これまで私は、大学で教員や職員の採用に関わる機会を何度も経験してきました。採用は一人で決めるのではなく、必ず委員会を設け、複数の視点で候補者を評価します。それでも、最終的な責任の重さは変わりません。そして、数は多くありませんが、結果として組織との相性が合わなかった人を採用してしまったこともあります。
あるとき、大学内でIR(Institutional Research)を担う中核人材として、URA(University Research Administrator)を採用することになりました。IRとは、大学に蓄積されたさまざまなデータをもとに、教育・研究活動を分析し、大学経営に活かしていく重要な取り組みです。
候補者の中で、A氏は統計の専門家であり、提出書類や推薦状の内容も他の候補者より優れており、面接でも受け答えが的確でした。慎重に選考を進めた結果、最終的にA氏を採用することにしました。
早く職務に慣れてもらうために、大学の基本的な仕組みや関連データを積極的に提供し、重要な学内会議の資料も共有しました。IR会議の議題設定や日程調整も、最初のうちは慣れないだろうと思い、私の方で対応してしまいました。しかし、それが後に大きな問題を生むことになります。

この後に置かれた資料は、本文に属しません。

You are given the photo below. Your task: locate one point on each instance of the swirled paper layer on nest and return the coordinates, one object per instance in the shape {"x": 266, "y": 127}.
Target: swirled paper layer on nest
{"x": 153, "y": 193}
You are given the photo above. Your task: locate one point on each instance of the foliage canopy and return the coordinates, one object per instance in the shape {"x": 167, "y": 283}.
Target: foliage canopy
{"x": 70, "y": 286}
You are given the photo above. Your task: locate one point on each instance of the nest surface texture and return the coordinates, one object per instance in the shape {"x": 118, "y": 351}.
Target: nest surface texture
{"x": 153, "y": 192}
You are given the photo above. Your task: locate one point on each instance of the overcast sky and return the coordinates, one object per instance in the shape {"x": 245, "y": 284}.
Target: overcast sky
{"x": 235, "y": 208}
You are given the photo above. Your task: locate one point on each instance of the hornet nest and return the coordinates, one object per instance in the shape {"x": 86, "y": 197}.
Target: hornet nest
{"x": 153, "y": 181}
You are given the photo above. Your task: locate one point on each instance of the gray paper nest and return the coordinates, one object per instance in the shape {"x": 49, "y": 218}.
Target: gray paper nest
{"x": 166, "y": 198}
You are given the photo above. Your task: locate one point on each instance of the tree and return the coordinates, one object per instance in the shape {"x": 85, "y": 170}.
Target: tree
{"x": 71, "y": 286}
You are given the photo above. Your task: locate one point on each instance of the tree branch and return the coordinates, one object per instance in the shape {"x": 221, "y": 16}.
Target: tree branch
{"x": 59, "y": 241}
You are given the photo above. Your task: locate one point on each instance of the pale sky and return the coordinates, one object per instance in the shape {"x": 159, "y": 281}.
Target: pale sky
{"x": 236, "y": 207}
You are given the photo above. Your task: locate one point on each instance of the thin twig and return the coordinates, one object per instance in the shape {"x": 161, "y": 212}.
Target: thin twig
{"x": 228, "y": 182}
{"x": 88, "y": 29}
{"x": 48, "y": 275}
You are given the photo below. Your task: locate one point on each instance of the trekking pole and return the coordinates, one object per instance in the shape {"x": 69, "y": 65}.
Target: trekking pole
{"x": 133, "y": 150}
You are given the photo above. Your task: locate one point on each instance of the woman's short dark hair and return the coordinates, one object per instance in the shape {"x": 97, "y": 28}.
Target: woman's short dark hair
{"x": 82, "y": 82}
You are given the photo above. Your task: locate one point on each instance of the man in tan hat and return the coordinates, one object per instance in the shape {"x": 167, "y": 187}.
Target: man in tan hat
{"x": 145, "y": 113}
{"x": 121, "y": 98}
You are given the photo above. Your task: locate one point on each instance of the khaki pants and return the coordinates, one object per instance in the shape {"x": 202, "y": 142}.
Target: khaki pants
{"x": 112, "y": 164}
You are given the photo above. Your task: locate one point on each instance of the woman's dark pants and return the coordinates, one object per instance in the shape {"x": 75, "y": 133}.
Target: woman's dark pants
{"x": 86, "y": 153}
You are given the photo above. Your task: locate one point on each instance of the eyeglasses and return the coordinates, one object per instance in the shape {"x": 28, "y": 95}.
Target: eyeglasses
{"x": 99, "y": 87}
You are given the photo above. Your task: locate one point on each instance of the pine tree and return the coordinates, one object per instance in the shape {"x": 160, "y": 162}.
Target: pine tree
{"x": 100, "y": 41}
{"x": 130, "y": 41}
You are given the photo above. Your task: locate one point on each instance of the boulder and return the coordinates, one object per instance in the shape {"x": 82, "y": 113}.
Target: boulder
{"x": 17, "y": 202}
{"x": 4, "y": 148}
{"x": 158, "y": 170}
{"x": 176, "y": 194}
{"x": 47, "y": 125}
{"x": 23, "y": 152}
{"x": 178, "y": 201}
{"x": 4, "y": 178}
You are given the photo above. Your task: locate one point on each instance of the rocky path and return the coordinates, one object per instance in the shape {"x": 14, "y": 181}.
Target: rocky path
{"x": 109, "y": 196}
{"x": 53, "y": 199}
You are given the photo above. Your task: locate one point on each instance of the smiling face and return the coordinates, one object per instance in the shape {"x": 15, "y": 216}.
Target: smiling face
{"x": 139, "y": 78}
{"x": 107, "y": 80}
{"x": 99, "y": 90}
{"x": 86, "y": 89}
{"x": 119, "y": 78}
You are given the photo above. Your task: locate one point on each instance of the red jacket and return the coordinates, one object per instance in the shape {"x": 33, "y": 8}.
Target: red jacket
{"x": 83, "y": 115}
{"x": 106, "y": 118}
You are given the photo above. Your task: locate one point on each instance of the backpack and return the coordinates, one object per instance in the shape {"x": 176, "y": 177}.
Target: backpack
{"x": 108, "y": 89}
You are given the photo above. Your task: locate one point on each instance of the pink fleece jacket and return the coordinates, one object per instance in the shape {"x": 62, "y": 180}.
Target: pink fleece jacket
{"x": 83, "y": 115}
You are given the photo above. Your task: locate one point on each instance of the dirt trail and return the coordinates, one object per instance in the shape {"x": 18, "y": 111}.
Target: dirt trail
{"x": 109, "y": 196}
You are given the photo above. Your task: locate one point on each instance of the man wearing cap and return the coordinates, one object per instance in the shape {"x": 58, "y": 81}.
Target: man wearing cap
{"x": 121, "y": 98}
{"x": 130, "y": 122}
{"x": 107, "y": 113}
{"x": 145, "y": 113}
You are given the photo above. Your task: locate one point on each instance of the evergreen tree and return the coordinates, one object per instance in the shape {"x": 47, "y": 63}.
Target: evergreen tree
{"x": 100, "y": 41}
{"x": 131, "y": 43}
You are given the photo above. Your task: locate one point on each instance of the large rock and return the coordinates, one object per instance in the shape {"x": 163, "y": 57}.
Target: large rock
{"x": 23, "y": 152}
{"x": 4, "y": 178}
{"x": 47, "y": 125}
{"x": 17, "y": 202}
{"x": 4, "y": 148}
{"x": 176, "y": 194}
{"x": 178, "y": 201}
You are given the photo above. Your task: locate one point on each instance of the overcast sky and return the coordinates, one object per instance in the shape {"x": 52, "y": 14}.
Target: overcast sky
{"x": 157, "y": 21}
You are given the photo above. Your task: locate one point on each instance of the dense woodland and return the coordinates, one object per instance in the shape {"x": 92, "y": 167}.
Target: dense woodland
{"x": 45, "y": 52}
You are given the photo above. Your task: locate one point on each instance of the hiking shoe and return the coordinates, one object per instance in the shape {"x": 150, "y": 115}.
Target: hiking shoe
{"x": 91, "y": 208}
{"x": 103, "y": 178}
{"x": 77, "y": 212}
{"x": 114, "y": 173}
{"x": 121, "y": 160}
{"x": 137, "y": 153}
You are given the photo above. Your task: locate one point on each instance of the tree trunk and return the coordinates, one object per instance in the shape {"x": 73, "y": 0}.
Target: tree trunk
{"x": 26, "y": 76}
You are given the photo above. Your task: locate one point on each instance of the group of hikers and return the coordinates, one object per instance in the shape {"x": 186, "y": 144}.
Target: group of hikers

私は、A氏が大学の将来像を見据え、自ら課題を見つけ、データを駆使して分析・提言するような主体的な働きを期待していました。ところが実際には、A氏は受け身の姿勢を崩さず、大学経営に関わる業務よりも自身の研究に多くの時間を費やしていたのです。
こちらから「この教育課題について分析してみてはどうか」と提案し、必要なデータもそろえたうえでようやく動き出す━━そんな状態が続きました。私は何度か、「会議の企画や課題設定など、もっと自分から動いてほしい」と伝えましたが、A氏の姿勢はなかなか変わりませんでした。
そんな中、学長がA氏に業務状況をヒアリングする機会があり、私も同席しました。その場で私は、「今後は会議にも積極的に参加し、大学の将来を見据えて、データに基づく提案を行うようになってほしい」と率直に伝えました。
ところが、それ以降、A氏との関係は悪化していきました。私としては、応募要項に明記されていた業務内容を踏まえ、ごく当然のことを求めたつもりだったのですが、A氏にはその意図が伝わらなかったようです。
この経験から得た最大の教訓は、「採用後の最初の関わり方が極めて重要だ」ということです。採用の時点で、明確に「あなたの職務はこれであり、こういう役割を期待しています」と念を押しておくべきだったと痛感しました。
人材を採るということは、スキルの有無だけでなく、組織との相性や姿勢、仕事への向き合い方まで含めて判断しなければならない、非常に繊細なプロセスです。最初の段階で丁寧なすり合わせを怠ると、後々の信頼関係にも影響してしまう。そんなことを、改めて実感した出来事でした。